Monday, December 01, 2014

22. Tales from Earthsea by Ursula K. LeGuin

Which book blogger has read and posted about women authors in four of his last six reads? This guy!  Okay, that was bad, but I do give myself a small pat on the back for trying to expand my horizon out of my cozy nerdy boys' club of masculine genre fiction and succeeding somewhat (by reading cozy nerdy feminine genre fiction).  Tales of Earthsea is 5 longish stories that fill out either the history or some parts of the world set out in the original trilogy.  I didn't make an effort to place these stories into the overall context of that trilogy, since I had forgotten all those details, but as I read them, bits and pieces came back to me.  The stories here are nice because most of them are very local, going into characters and locations with the richness that LeGuin is good at and avoiding the more fable-like remote telling that made the third book in the trilogy, The Farthest Shore, unsatisfying for me.  There is also a history at the end, which I think the attuned reader would find invaluable.

An enjoyable read, but it was the forward that I found the most stimulating.  As is my practice, I went back and read it after I had finished the book and it is there that I was reminded of LeGuin's genius, not just as a fictional writer, but also as a very active and critical social thinker.  This little essay just rips apart the commodification of science fiction and fantasy.  She goes after the world of completists, collectors and the producers who churn stuff out because it satisfies a certain consumer need.  Her attacks are broad and structural, but I almost suspect that George Martin might have been one of the producers she had in mind here.

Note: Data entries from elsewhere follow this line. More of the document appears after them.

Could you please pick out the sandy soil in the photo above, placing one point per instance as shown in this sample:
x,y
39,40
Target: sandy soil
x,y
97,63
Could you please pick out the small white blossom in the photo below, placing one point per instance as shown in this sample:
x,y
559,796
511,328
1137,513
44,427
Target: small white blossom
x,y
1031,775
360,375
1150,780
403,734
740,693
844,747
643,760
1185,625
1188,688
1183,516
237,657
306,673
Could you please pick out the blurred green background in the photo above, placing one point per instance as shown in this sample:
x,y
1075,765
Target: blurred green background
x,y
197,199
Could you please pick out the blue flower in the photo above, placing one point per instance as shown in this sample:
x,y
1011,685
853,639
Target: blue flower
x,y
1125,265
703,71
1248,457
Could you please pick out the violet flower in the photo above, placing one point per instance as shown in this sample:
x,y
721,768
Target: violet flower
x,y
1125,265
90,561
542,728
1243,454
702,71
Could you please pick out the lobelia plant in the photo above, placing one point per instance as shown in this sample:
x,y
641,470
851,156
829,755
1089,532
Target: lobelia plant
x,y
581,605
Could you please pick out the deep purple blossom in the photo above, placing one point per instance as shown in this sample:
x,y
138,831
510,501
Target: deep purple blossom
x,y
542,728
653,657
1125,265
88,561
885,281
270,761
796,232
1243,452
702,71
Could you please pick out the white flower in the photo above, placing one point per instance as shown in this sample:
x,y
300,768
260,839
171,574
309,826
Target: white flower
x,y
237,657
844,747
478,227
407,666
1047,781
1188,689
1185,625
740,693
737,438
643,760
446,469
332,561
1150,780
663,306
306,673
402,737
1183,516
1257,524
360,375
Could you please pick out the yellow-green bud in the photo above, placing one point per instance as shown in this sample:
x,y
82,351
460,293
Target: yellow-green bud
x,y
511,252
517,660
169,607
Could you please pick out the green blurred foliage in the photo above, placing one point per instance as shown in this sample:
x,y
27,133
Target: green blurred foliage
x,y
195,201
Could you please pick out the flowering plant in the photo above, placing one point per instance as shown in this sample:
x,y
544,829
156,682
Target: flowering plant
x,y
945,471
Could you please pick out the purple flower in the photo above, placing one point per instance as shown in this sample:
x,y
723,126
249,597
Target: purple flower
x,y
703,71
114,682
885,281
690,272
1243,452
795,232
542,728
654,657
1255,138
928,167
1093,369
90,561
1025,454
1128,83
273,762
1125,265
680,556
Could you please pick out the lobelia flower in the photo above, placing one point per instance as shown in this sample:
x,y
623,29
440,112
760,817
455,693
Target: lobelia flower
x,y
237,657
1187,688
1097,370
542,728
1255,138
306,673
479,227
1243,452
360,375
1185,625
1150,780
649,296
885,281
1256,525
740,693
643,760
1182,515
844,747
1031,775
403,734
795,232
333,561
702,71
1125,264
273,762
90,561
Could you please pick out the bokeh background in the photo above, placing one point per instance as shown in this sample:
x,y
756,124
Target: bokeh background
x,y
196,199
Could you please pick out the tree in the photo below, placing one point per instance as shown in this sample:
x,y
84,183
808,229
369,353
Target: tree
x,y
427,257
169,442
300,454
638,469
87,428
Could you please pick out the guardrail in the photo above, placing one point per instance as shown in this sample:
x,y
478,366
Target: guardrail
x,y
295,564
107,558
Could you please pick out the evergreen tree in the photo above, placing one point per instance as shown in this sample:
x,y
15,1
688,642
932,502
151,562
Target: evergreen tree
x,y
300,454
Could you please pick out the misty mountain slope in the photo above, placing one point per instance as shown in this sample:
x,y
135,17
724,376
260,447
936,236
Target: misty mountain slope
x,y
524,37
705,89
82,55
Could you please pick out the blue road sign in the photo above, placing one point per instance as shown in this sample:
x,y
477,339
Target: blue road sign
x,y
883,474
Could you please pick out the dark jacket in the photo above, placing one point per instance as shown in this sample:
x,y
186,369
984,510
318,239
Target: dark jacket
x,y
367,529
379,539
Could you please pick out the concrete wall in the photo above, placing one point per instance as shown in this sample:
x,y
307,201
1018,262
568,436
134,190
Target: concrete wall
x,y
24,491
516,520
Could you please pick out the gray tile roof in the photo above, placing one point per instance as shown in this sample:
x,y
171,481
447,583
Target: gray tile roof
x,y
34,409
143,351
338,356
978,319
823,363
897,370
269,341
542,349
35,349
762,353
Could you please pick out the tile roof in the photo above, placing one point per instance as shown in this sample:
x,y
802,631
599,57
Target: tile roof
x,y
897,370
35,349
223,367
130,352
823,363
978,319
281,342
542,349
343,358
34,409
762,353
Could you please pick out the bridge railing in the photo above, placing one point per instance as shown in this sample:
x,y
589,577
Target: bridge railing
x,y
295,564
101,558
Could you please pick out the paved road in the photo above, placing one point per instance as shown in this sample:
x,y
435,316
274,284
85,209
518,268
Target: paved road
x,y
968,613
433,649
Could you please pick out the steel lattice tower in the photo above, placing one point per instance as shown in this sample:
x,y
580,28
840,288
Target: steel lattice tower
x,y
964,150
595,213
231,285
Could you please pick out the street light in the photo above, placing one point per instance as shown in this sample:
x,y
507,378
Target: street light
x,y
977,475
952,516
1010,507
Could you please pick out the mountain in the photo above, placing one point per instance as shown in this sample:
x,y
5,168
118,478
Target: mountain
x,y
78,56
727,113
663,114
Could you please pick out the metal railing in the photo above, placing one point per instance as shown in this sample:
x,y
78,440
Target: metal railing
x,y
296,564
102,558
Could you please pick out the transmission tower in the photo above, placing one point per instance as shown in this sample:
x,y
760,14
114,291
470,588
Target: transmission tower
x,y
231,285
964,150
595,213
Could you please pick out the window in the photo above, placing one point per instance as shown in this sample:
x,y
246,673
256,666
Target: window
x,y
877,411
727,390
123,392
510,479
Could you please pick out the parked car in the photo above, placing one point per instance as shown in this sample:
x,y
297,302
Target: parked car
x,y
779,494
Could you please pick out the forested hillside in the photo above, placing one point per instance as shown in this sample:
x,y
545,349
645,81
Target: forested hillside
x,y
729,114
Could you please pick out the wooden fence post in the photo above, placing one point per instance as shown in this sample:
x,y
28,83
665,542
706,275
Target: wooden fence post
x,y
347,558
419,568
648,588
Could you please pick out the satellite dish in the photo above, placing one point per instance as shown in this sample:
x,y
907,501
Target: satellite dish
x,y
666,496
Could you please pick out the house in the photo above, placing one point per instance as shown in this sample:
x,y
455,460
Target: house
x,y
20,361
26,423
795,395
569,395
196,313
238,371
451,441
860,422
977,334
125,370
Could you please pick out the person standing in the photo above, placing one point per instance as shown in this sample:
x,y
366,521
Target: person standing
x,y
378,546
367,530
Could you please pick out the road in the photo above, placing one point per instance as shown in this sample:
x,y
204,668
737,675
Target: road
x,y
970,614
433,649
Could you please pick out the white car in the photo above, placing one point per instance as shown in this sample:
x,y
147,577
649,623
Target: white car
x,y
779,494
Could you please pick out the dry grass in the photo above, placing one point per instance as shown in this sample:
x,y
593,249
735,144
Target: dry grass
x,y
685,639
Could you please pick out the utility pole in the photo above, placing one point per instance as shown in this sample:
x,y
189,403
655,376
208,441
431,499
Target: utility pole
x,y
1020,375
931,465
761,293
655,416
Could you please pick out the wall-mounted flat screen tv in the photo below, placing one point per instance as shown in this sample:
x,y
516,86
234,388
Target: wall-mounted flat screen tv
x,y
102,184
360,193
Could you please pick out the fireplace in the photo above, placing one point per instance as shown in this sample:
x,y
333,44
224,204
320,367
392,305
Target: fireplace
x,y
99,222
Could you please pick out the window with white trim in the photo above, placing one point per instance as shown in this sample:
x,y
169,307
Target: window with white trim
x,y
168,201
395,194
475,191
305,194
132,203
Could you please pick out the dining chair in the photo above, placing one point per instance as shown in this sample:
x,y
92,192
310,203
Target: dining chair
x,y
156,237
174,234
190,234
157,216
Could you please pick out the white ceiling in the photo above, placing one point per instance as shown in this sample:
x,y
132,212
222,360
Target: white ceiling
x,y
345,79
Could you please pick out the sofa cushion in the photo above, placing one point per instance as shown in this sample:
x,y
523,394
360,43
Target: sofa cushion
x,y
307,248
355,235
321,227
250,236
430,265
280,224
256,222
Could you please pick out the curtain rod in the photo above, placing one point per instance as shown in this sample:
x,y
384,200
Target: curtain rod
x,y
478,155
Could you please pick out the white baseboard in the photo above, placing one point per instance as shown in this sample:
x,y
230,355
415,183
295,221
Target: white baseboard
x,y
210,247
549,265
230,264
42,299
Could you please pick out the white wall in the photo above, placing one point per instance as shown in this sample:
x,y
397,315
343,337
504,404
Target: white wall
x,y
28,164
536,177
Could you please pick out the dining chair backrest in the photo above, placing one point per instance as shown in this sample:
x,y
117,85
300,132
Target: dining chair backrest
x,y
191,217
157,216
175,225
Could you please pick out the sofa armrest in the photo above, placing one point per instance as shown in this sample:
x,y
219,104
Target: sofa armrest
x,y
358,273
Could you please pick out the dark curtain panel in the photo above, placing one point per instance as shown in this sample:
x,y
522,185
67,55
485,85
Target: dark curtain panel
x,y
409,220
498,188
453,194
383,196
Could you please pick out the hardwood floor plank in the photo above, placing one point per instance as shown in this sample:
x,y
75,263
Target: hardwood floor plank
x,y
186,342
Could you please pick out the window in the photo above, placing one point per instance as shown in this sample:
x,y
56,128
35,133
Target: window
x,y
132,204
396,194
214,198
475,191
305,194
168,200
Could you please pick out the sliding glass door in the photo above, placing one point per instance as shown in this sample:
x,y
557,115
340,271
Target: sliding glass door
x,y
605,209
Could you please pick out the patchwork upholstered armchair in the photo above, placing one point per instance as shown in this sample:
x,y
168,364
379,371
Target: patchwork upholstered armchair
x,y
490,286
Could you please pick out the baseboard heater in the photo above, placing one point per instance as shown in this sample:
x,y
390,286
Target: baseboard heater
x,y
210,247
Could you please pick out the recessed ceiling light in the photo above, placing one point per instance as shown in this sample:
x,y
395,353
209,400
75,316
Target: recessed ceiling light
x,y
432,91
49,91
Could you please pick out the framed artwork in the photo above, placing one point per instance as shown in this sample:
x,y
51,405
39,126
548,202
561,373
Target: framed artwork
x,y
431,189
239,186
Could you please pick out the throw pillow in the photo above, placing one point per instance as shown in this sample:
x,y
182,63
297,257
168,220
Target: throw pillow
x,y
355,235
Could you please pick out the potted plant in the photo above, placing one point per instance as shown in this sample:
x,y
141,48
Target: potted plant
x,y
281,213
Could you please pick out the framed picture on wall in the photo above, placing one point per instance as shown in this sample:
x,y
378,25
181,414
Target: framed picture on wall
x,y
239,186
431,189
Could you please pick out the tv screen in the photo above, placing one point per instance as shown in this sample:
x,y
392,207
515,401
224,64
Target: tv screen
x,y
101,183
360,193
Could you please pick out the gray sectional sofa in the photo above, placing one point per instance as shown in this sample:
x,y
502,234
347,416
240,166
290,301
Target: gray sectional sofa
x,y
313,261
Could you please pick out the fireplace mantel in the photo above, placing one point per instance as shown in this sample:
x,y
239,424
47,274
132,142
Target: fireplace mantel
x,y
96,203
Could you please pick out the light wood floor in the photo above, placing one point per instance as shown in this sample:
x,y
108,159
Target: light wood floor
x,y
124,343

So people turn to fantasy for stability, ancient truths, immutable simplicities.
And the mills of capitalism provide them. Supply meets demand. Fantasy becomes a commodity; an industry.
Commodified fantasy takes no risks; it invents nothing, but imitates and trivializes. It proceeds by depriving the old stories of their intellectual and ethical complexity, turning their action to violence their actors to dolls, and their truth-telling to sentimental platitude. Heroes brandish their swords, lasers, wands as mechanically as combine harvesters, reaping profits. Profoundly disturbing moral choices are sanitized, made cute, made safe. The passionately conceived ideas of the great story-tellers are copied, stereotyped, reduced to toys, molded in bright-colored plastic, advertised, sold, broken, junked, replaceable and interchangeable.